Раз даже решила ехать к Толстому, просить его, чтобы он спас князя Андрея. Пусть даже женит его на Наташе, — даже на это иду, даже на это! — только бы не умирал.

И зачем он так давно жил? Родился бы попозже — я бы с ним встретилась. Что ж из этого! Наташа, небось, тоже не красавица была: косичка — крысиный хвостик, губы распухшие.

А если и умер, так зачем об этом писать? Лучше бы я ничего не знала. Толстой тоже хорош — пишет, а обо мне и не подумает!

И за что замучили меня?

Каждую неделю читаю я, как он умирает, и надеюсь, и верю чуду, что, может быть, на этот раз он не умрет.

Нет. Умер! Умер! Умер!

Живой человек один раз умрет, а этот вечно, вечно! И стонет мое сердце, и не могу готовить уроков. А утром... Сами знаете, что бывает утром с человеком, который не приготовил урока!

В классе у меня была соперница, Юленька Аршева. Она тоже была влюблена в князя Андрея, но так бурно, что об этом знал весь класс. Она тоже ругала Наташу Ростову и тоже не верила, что князь визжал.

Я свое чувство тщательно скрывала, и когда Аршева начинала буйствовать, старалась держаться подальше и не слушать, чтобы не выдать себя.

И вот раз я возненавидела Аршеву.

За уроком словесности, разбирая какие-то литературные типы, учитель упомянул о князе Болконском. Весь класс, как один человек, повернулся к Аршевой.

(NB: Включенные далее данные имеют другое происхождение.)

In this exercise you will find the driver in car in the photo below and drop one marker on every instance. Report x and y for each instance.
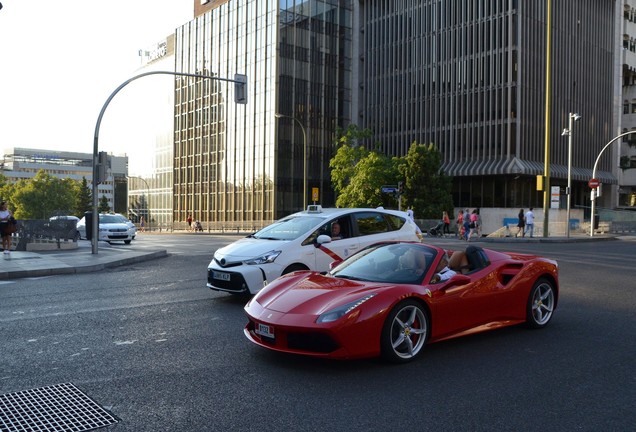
(443, 272)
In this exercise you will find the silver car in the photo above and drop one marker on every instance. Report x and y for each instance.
(111, 228)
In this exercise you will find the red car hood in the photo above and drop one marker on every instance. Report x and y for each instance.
(312, 293)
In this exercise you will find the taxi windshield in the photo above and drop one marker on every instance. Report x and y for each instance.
(289, 228)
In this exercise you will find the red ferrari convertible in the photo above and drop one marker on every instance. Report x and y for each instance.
(391, 299)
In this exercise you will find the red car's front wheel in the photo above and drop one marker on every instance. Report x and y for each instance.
(405, 332)
(541, 303)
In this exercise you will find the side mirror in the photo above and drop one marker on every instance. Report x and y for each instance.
(457, 280)
(322, 239)
(334, 264)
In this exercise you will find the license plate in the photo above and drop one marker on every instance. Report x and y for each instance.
(221, 276)
(265, 330)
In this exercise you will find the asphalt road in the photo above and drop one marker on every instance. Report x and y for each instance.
(153, 345)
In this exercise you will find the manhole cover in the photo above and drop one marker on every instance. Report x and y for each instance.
(62, 407)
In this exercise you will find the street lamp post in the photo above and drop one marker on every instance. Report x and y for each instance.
(278, 115)
(147, 201)
(240, 96)
(569, 132)
(593, 194)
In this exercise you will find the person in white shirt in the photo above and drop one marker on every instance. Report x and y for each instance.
(5, 216)
(443, 272)
(530, 222)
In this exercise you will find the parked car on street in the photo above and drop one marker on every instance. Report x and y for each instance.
(390, 300)
(305, 240)
(111, 228)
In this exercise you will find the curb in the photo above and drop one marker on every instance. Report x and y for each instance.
(88, 268)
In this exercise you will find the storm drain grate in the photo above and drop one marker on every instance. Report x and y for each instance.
(62, 407)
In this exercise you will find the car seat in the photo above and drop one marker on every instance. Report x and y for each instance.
(477, 258)
(459, 262)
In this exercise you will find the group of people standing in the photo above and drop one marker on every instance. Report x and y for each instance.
(468, 224)
(526, 223)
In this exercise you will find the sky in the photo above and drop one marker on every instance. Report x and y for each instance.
(61, 60)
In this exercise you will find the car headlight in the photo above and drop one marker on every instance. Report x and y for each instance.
(263, 259)
(340, 311)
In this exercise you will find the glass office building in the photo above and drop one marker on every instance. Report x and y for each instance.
(241, 165)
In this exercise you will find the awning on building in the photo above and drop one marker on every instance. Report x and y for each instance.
(518, 166)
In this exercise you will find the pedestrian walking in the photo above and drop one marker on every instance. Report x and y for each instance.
(521, 217)
(467, 225)
(460, 224)
(446, 221)
(530, 222)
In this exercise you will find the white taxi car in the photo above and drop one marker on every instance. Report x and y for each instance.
(303, 241)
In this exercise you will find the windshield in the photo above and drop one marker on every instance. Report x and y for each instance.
(120, 218)
(288, 229)
(388, 262)
(110, 219)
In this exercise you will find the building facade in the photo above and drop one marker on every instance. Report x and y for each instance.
(238, 164)
(150, 190)
(627, 161)
(470, 77)
(25, 163)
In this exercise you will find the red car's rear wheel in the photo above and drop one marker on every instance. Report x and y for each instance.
(405, 331)
(541, 304)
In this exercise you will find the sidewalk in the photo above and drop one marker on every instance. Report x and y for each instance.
(81, 260)
(19, 264)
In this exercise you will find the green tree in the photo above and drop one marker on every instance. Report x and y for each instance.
(103, 206)
(349, 152)
(42, 196)
(365, 184)
(427, 190)
(84, 198)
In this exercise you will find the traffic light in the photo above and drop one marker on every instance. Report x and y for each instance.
(102, 167)
(240, 89)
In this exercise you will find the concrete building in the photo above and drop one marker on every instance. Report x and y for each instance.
(470, 77)
(24, 163)
(151, 194)
(626, 29)
(239, 164)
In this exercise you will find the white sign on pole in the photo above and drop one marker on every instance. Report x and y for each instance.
(555, 192)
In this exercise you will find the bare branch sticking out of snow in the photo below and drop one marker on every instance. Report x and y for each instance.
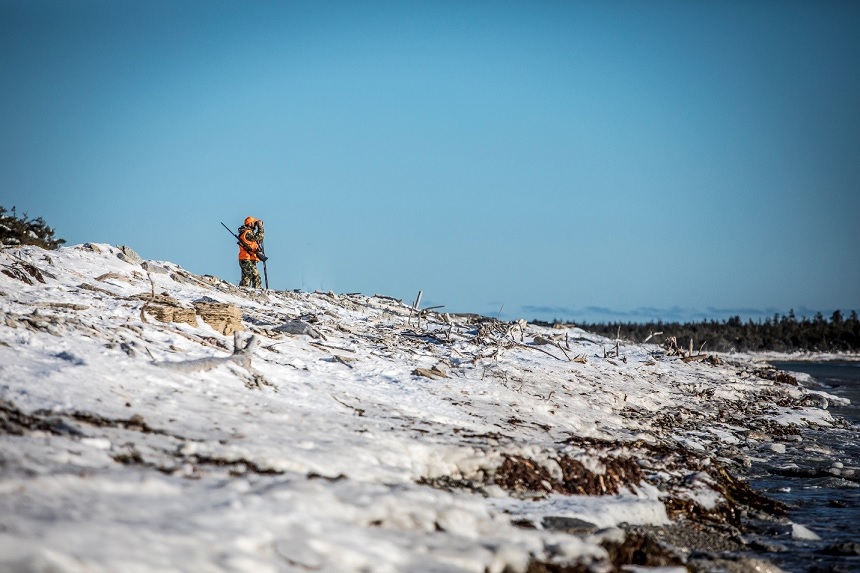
(241, 356)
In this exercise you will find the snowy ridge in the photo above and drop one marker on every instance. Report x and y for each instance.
(357, 435)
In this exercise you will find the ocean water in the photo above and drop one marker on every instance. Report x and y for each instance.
(813, 478)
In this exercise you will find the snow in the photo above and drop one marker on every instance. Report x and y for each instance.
(343, 459)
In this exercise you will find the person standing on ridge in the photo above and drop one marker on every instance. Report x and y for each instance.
(251, 234)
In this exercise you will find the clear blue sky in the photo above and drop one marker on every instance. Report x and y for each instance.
(574, 160)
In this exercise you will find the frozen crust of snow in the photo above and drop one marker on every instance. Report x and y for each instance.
(369, 441)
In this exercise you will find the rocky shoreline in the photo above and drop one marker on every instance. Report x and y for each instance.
(352, 432)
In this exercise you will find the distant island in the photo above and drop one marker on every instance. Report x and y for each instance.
(782, 333)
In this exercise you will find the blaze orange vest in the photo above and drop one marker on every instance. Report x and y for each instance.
(244, 255)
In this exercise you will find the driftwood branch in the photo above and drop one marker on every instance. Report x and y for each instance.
(151, 298)
(241, 356)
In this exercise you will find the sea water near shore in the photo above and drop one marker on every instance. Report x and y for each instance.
(814, 480)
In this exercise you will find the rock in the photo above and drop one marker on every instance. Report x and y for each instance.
(223, 317)
(298, 327)
(151, 267)
(774, 447)
(571, 525)
(164, 313)
(802, 532)
(844, 548)
(127, 254)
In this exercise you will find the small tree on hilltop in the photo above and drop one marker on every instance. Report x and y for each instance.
(15, 230)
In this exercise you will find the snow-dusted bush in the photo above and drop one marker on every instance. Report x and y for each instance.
(21, 230)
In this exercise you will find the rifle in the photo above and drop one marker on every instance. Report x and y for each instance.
(263, 258)
(259, 252)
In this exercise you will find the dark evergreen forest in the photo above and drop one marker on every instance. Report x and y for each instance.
(784, 333)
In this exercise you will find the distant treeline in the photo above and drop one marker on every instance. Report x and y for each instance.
(781, 333)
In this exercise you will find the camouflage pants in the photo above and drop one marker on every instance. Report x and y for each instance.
(250, 274)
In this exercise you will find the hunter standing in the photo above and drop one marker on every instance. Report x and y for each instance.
(250, 236)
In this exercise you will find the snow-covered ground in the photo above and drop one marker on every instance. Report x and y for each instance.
(354, 434)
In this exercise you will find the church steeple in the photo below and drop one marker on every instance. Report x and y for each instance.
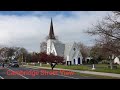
(51, 32)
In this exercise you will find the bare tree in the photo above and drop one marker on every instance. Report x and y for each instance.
(108, 31)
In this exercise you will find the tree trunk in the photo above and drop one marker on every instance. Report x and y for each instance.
(111, 66)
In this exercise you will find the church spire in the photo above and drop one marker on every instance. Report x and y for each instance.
(51, 32)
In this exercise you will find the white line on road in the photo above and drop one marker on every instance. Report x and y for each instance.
(18, 73)
(1, 77)
(68, 77)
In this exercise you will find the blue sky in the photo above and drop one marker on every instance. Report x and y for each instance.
(29, 28)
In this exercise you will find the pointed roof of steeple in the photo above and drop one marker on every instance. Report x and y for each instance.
(51, 32)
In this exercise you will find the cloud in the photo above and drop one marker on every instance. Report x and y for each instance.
(29, 30)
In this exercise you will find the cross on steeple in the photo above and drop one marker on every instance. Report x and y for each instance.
(51, 32)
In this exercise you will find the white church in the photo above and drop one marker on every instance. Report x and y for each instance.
(70, 52)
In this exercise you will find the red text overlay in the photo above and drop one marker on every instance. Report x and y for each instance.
(40, 72)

Она сидела красная, напряженно улыбающаяся, и, уши у нее так налились кровью, что даже раздулись.

«Их» имена были связаны, открыто признаны таковыми; «их» роман отмечен насмешкой, любопытством, осуждением, интересом — всем тем отношением, которым всегда реагирует общество на каждый роман.

А я, одинокая, с моим тайным «незаконным» чувством одна не улыбалась, не приветствовала и даже не смела смотреть на Аршеву.

Вечером села читать об его смерти. Читала, и уже не надеялась, и не верила в чудо.

Прочла с тоской и страданием, но не возроптала, опустила голову покорно, поцеловала книгу и закрыла ее.

— Была жизнь, изжилась и кончилась.

*  *  *

— «Туннель» Келлермана? Ах да, очень хорошо сделанная вещь. Хотя есть недочеты чисто технические. Растянут конец.

— Читать? Пожалуй, не стоит; но она вполне заслуживает, чтобы ее просмотрели. Хорошо сделанная вещь.